The sound is now as familiar to me as my own heartbeat, but it has not always been this way . . .
We are running late for a doctor’s appointment. This is not unusual. My husband and I are in those “golden” years (I have labeled them, the “tarnished” years) and seem to move slower than water in an unprimed pump nowadays.
“Ray, what IS that noise?” both of us finally ready to exit the house, the sound getting louder, “Oh, honey, look! A dog wants in!”
I try to push it away so we can get out, but the friendly animal tries to nudge his way inside, the thumping tail still wagging lickety-split on the wooden steps. We finally are able to get out and rush to the car when I see the dog tags dangling from the pup’s collar. Do I try to rescue the stray, making us even later, or trust it will find its own way home? Although Ray and I are not pet lovers ourselves, I realize how important they are to those who are.
Bitten by a dog years ago when I was an avid walker, I am wary of dogs. But this black playful one appears non-threatening.
I wrap my fingers around the dog’s collar to read the floppy bone-shaped tags, groping for my cell phone and punching in the number. Fortunately, “Maggie’s” owner lives one street over and rushes over.
“Thank you so much. I just got her from the pound two days ago,” the breathless neighbor’s hand holding a long leash, “the previous owners turned her into the pound because she kept running away.”
Ray and I find this funny, wondering why the newest owner wasn’t more careful if he was aware of her wandering penchant. We are only five minutes late for Ray’s appointment. The nurse wonders why his blood pressure is rather high until we explain our delayed arrival.
Two weeks later, my husband and I are leaving our house for his chemotherapy treatment and we are greeted by Maggie’s thumping tail at our door again. I call the neighbor and fondle the dog’s silky ears while we wait for her owner again. As her adoring eyes meet mine I have to admit she is an adorable dog.
“Maggie, you naughty puppy,” Mr. Craig tying a stronger-looking leash to her collar, “looks like yours is her ‘home away from home’,” his frustrated laugh and his dog’s drooping tail trailing behind them. I store Mr. Craig’s phone number on our cell phone’s speed dial.

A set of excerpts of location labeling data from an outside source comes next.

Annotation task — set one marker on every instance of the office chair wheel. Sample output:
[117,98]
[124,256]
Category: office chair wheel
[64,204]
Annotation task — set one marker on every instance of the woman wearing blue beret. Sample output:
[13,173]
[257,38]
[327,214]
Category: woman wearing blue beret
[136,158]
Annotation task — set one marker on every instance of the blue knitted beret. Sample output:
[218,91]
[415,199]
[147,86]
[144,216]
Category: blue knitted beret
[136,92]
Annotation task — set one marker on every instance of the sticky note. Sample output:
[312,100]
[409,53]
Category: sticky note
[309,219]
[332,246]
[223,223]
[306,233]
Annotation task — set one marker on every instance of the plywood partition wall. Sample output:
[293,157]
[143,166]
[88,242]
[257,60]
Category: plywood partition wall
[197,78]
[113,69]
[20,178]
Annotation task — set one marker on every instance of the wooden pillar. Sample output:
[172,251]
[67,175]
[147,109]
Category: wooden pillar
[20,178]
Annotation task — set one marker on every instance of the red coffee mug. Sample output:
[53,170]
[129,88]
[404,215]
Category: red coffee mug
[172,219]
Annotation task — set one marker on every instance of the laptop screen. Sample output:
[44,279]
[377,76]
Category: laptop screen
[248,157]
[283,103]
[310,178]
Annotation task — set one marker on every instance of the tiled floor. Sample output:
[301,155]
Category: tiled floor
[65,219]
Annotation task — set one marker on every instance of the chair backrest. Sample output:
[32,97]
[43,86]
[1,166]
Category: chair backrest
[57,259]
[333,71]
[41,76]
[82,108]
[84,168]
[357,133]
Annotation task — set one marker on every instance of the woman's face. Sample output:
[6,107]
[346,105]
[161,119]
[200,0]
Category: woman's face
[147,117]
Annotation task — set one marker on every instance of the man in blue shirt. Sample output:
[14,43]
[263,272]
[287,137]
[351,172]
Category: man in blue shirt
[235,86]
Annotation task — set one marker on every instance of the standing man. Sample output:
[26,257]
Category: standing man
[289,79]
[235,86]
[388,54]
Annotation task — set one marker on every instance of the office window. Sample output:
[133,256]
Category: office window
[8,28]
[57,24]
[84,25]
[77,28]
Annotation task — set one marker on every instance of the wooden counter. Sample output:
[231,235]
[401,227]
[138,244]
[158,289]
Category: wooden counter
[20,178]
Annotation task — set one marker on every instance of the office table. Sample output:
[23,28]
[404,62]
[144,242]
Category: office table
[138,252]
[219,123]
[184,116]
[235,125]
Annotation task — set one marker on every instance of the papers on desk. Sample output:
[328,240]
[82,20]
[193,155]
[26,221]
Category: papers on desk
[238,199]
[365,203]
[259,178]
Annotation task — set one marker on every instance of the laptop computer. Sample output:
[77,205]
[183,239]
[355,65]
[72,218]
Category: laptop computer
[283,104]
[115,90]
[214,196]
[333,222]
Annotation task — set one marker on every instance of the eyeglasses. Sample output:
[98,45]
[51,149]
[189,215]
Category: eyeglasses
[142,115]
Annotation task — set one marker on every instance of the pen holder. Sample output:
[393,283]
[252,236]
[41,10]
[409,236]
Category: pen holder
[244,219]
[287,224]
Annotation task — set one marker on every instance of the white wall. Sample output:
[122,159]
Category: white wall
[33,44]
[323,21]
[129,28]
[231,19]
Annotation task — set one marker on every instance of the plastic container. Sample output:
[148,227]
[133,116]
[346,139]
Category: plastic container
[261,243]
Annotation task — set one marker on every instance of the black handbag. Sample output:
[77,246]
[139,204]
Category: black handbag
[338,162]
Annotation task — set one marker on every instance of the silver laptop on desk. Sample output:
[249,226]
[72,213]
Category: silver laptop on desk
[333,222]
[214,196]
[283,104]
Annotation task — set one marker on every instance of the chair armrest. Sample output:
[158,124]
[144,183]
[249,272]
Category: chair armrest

In the meantime, Ray’s health deteriorates until, after a valiant fight, he is released from his struggle into the arms of Jesus, and I am bereft.
I now welcome Maggie’s thumping tail at our—I mean, my—front door. As if sensing my need for her comfort, she visits more often, and my aching heart looks forward to the visits that, like a song’s prelude, always begin with Maggie’s thumping tail on my front steps.
“Mrs. Gaines, I’ve been thinking. Maggie has become unhappy at my place and she seems to have formed a genuine attachment to you. Are you sure you don’t want this dog? I could leave her here for a week and see if it works out. I can even bring over her food and stuff,” and I notice for the first time, a soft twinkle in the neighbor’s eye and a dimple in his cheek that reminds me of Ray . . .
Maggie and I are now a twosome. Her presence is like a cherished grandmother’s quilt wrapped around my heart. I like to think that we rescued each other, since she has never run away and I have never once considered giving her back.
Mr. Craig now has a 6-week old adorable male beagle that he walks through the neighborhood every day, stopping by to visit on their way back to his place. The two dogs have become fast friends and we love watching their antics as they play together.
We often walk our dogs together, Stanley and I. It turns out he lost his wife to cancer over a year ago, which is why he got Maggie in the first place. I am touched that this man reaches out to me, and visa versa, and suspect that it won’t be long before all four of us become a happily merged family, thumping tails and hearts and all.